Yesterday afternoon, after the local proclamation of King Charles III’s accession outside my home Church in Wilton, I queued to sign the rather beautiful vellum loose leaves which will be bound together eventually to form our book of condolence. You could do the same and slip into the Cathedral on your way home. Why might you do that?

Well because I think the Queen was a remarkable woman and I believe we owe her a deep debt of gratitude. We have lost someone and something very important. Across 70 years she went to places and went to people in the hardest of times and with the rawest of emotions. She went to places like Aberfan after a junior school was engulfed by a landslide of coal waste. She went to Dunblane after a school shooting. Her aides spoke of how she braced herself before going in to talk to parents because she knew how hard it was going to be. But she did it. She went back to Aberfan several times over the years. She didn’t have to. But she did. Every move she made was scrutinised and often criticised when it was terribly hard to know whether going to a place in the depths of grief, with its inevitable media roadshow would make things better or worse. I don’t think I could have soaked up that many peoples’ grief like that. I know it’s deeply emotionally draining with a single family when I take a funeral. She did so much more.

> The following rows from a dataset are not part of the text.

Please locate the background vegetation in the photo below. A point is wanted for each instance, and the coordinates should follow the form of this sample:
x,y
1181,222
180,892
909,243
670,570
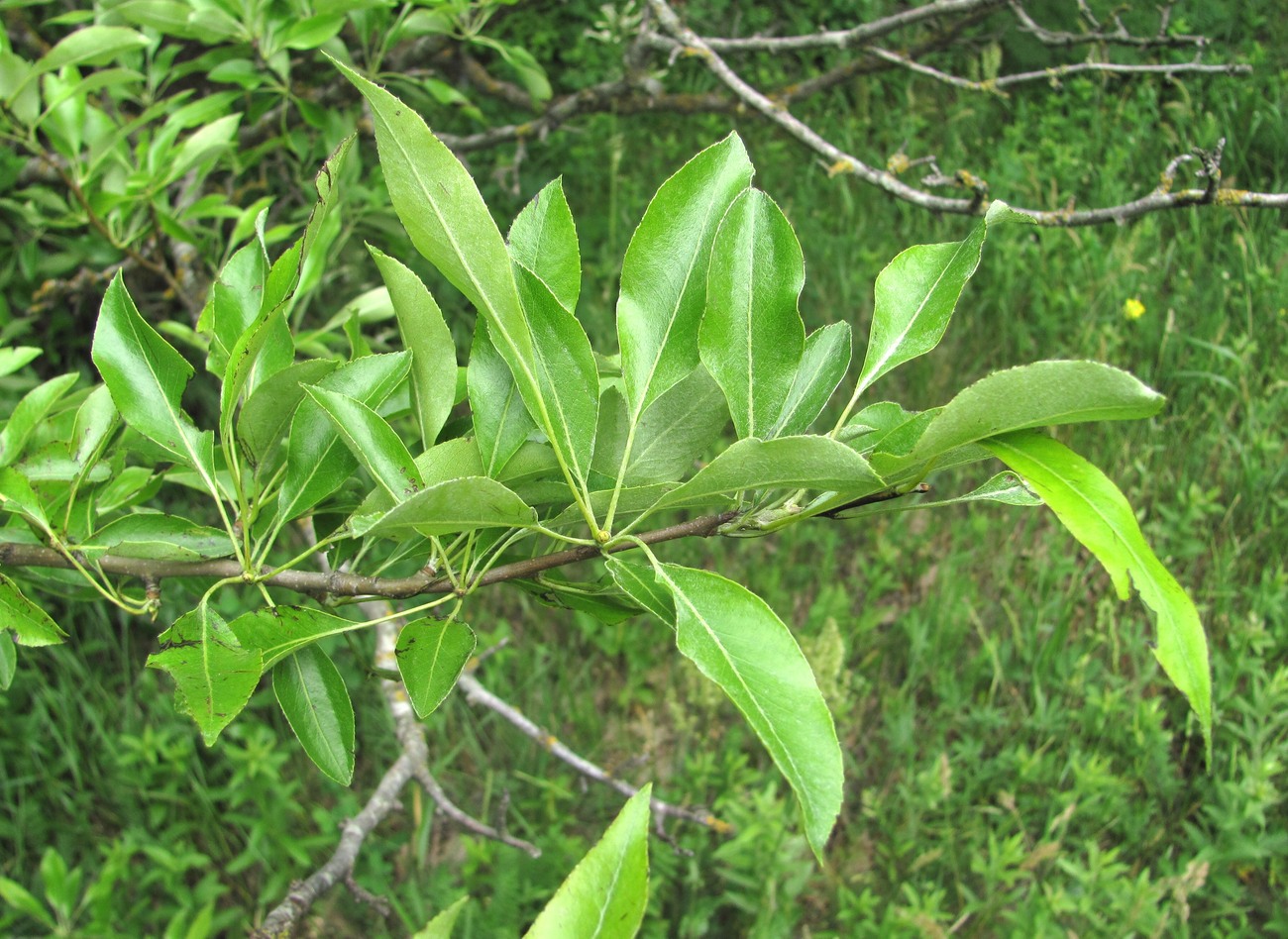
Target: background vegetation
x,y
1017,766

She helped a doctor suffering from Post Traumatic Stress when he’d recently returned from operating theatres in Aleppo at the height of the bombings in Syria. He froze when she spoke to him and couldn’t speak. So she and he just sat, in the middle of a banquet at Buckingham Palace and fed the corgis together for 20 whole minutes while he gradually began to be able to talk. Would you and I have thought of that? Would we have had that innate sensitivity to read someone and help someone instantaneously. She could just have spoken to the person on the other side of her.

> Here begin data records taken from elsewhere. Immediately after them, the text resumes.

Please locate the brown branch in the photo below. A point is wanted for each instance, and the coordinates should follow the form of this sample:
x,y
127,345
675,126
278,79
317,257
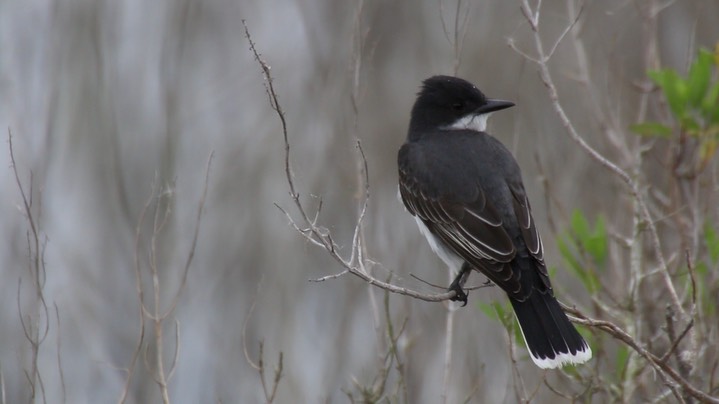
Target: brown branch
x,y
542,60
309,228
657,363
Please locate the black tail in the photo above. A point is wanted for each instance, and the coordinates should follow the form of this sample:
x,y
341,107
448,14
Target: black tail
x,y
551,339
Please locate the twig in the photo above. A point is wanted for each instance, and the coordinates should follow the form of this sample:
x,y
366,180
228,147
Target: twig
x,y
542,62
309,228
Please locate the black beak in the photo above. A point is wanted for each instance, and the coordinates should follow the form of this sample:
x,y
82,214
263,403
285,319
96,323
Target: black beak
x,y
494,105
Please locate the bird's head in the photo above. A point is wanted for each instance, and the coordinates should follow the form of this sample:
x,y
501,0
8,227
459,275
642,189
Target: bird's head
x,y
447,102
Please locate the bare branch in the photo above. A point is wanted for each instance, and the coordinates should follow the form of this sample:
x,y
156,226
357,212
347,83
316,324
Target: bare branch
x,y
657,363
309,228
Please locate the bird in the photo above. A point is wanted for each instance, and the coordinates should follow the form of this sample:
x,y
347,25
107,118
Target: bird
x,y
465,191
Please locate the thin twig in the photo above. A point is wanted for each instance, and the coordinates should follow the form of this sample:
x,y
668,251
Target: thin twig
x,y
309,228
542,62
660,366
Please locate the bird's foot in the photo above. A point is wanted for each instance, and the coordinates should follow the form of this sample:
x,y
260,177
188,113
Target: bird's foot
x,y
459,294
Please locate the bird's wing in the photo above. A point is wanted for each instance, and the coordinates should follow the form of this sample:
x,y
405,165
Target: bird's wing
x,y
466,222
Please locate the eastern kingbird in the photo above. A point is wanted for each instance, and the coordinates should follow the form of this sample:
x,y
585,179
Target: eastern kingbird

She reached across divides where there was deep bitterness. She didn’t have to, but she did. Visiting Dublin, speaking Gaelic and acknowledging that mistakes had been made in the Troubles in Northern Ireland. Shaking the hand of the former IRA leader, Martin McGuinness when the IRA had been responsible for killing someone she loved dearly. Moving peace on, building bridges whatever her personal feelings. Could we, would we have done that?

She was working, aged 96, last Tuesday, just two days before she died, overseeing the transition of Prime Minister from Boris Johnson to Liz Truss. When most people have been retired for 20, maybe 30 years, she didn’t stop because she believed it was her vocation, her calling, her duty.

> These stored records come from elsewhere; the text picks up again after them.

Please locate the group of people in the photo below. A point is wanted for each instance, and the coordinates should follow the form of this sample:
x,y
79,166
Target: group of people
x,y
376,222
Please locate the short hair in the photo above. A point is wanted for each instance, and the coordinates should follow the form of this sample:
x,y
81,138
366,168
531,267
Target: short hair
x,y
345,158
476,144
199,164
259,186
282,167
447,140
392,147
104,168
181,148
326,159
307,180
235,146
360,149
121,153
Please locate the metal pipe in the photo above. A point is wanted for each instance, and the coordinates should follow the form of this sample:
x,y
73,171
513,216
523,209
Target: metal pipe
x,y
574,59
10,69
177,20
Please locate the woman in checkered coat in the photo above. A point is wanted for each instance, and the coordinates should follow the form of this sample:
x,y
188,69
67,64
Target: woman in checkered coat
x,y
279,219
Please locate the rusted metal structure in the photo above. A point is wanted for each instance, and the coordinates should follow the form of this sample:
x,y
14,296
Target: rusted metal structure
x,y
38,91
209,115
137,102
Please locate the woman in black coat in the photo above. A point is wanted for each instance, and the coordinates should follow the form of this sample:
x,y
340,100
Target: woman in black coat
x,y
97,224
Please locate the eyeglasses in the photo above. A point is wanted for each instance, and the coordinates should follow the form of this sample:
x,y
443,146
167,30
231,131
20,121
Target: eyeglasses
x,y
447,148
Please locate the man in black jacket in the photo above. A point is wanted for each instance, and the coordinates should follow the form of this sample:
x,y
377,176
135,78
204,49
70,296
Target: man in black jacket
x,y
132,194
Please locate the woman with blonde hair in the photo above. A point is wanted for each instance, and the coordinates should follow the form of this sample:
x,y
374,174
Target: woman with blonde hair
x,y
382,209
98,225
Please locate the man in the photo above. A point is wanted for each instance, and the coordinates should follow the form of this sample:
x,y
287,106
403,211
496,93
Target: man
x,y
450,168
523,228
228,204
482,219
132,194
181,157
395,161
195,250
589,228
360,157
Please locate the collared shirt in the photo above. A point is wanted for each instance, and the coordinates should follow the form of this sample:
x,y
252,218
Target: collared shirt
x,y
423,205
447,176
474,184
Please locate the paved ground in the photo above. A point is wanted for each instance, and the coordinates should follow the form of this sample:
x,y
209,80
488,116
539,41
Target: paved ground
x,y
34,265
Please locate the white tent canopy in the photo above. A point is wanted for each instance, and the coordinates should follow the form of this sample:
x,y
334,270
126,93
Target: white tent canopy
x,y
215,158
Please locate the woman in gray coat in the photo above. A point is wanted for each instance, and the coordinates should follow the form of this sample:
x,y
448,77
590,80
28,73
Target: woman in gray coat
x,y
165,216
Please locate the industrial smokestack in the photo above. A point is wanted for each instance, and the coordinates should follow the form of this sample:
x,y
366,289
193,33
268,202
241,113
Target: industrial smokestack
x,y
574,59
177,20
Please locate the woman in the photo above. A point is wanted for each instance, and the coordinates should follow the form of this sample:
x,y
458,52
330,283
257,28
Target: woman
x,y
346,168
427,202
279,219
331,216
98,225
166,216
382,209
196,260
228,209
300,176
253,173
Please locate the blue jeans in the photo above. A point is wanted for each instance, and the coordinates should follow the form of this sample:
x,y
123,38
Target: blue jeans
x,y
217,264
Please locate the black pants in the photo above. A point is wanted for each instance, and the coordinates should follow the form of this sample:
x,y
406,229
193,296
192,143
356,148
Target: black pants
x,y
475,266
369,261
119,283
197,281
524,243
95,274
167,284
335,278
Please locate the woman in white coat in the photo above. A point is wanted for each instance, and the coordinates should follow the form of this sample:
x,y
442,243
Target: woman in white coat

3 people said to me over the weekend ‘We won’t see that again’. Well, that’s sort of up to us, isn’t it? The Queen leaves a tremendous legacy, but it’s up to our generations now to decide what to do with it. She couldn’t do it for ever. She did more than we could ever have asked or expected. Her legacy of kindness and compassion; that legacy of being true to your calling to the last ounce of your being can end with her generation or be reinkindled by ours.

HRH2

I love this drawing of her walking away, arm in arm with Prince Philip and a horse and a corgi by her side. There’s another lovely one with her walking away with Paddington that I’ve put on the screens in school today. I like to think that it’s her walking home. Back into the arms of the God who shared her with us and now draws her home.

Eternal rest grant unto her, O Lord,
and let perpetual light shine upon her.
May she rest in peace and rise in glory.